Written by Nicole J.
In this episode of “Black Women Crowdfund the Craziest Things!” we see what I suspect is a black woman attempting to raise money for a heinous piece of excrement currently in custody for the murder of Maleah Davis, an innocent little girl whose life was taken because the people in her life didn’t love her enough to protect her from the evil in this world.
I came across the aforementioned GoFundMe on Simone on Fire’s Facebook page. Thanks to Simone and her like-minded Facebook followers, the campaign was flagged and removed. I have not followed the case too closely because I’m honestly tired of seeing black kids making the news for turning up missing or dead. Instead, I will shine a light on the ever present loyalty of black women.
Black women just loooooove black men. And there’s nothing wrong with that, it’s the natural order of things. But black women maintain that loyalty to some individual black men even after having proven himself to be absolute gutter garbage. They will make excuses for him, even if the evidence all points to him being guilty (the “My baby dindu nuffin” trope). They will beg, borrow and steal to raise money for him (as noted above). Or, they will put themselves on the line for him, like Tawanna Hillard, a black mom who used her paralegal role to help her gang member son, currently doing a 10-year bid for armed robbery, find snitches.
Black women are more loyal to anything resembling a black male, more than her loyalty to herself, her underage children, her hairline, her vagina’s pH balance, her coronary arteries, her teeth, her disease status, her credit, her mental health, her life savings, her reputation, her 401K, her personal wellbeing, ALL of it. Black males get the benefit of the doubt over children, for example, when a teenager falls victim to known predator in the community, it’s hard to find any empathy for her over the chorus of “she should have known better”. Just in case you didn’t know, a 17 year old is still a child, and though 18 years equals legal adulthood, most 18 year olds are still mental children too.
As long as you got a black dick, you’re A-OK in some of these women’s books. A black male can literally murder children but all will be forgiven because she will do anything for her king! You got me all sorts of messed up if you think I owe you a shred of loyalty because me and you are black. Just like respect, loyalty must be earned, and I don’t give out bonus points because you’re a friend of a friend. The attitude that black women have to excuse minor indiscretions up to egregious conduct is offering up the children of the community to be sacrificed.
This goes beyond the woman who started the Go Fund Me. The flip side of this is that family members or close friends can be blinded to someone’s true nature due to the closeness of the relationship. It doesn’t excuse anything, it just explains it. The loyalty extends to the black women (because I just know it was women donating) who voluntarily gave money hoping to release a predator back into the community, even though they may not know this man from Adam. This loyalty shows itself in women who donate their time and energy into supporting famous figures with a history of predatory behavior, and lambasting the girls who fell prey to him, saying that they should have known better even though they just finished puberty.

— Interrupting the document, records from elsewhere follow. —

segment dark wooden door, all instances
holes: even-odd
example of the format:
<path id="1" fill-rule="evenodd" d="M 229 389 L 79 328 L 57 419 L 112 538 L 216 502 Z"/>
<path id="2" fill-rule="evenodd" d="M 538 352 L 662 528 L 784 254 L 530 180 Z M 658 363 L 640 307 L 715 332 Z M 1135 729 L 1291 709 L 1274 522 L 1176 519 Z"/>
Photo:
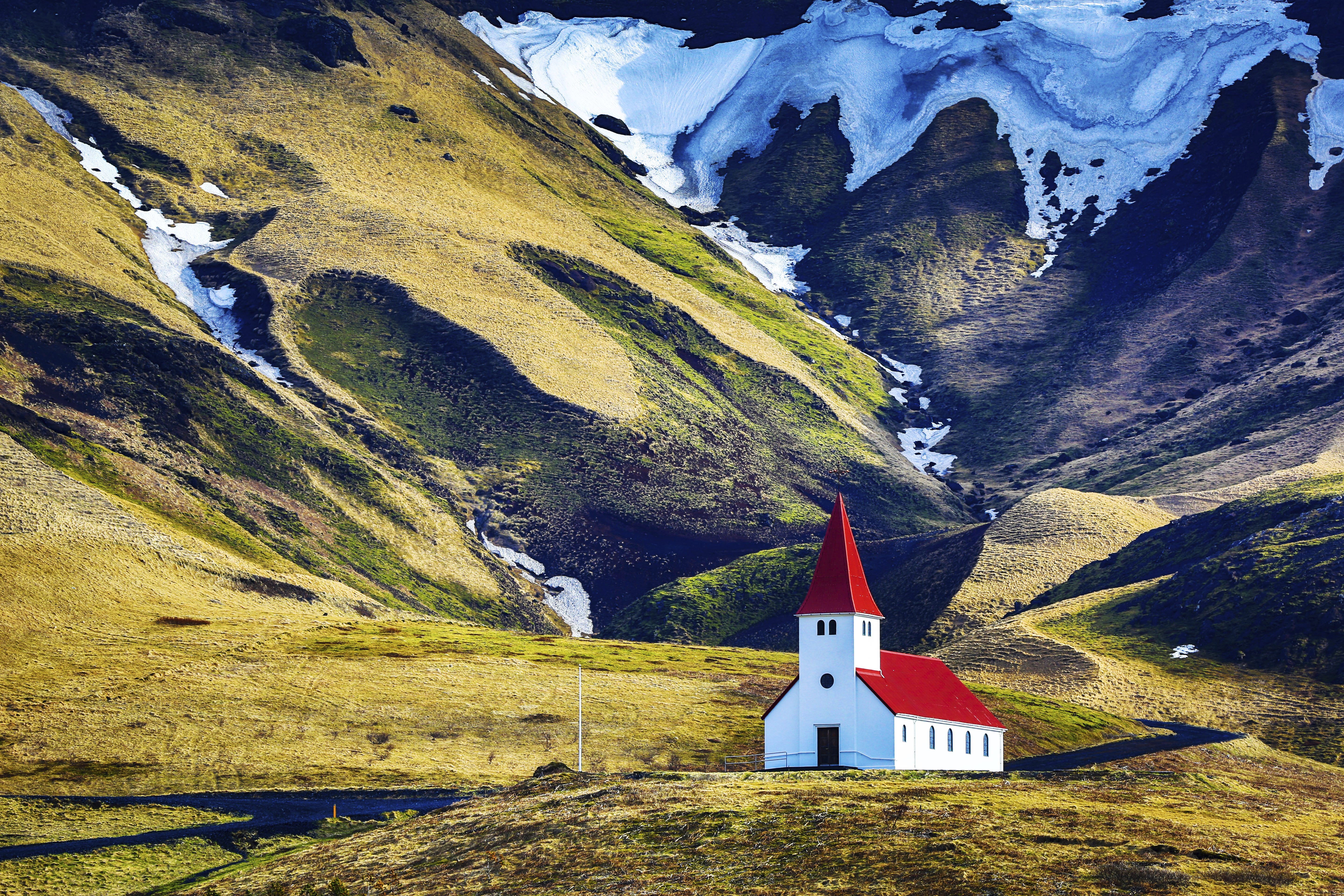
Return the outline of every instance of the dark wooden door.
<path id="1" fill-rule="evenodd" d="M 840 764 L 840 729 L 817 728 L 817 764 Z"/>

Look at this another way. This kind of loyalty to known wrongdoers is unmatched in other communities. And yet, despite the constant support black women collectively provide, the black male collective still fail? This is one of the many reasons I don’t get why black men get called “kings” (or “kangs”) online. Kings of what? What kingdom? Cellblock D? His mom’s couch? A YouTube comment section? I don’t get it.
We all know that the black community is in a bad way, and both black men and women have their fair share of Ls to hold. But because of the loyalty of the collective of black women, not only do black men get to continue carrying out the same behaviors that contribute to the community’s downfall with little to no consequences, but black women get to be the scapegoat for it all. Case in point, the “who raised us?” retort when attention is shone on problematic behaviors.
Let this be a lesson to you. You don’t have to be loyal to people who have done horrible things because they’re your friend or you’re related to them. And in the wise words of Kendall St. Charles, one sided loyalty is for suckers.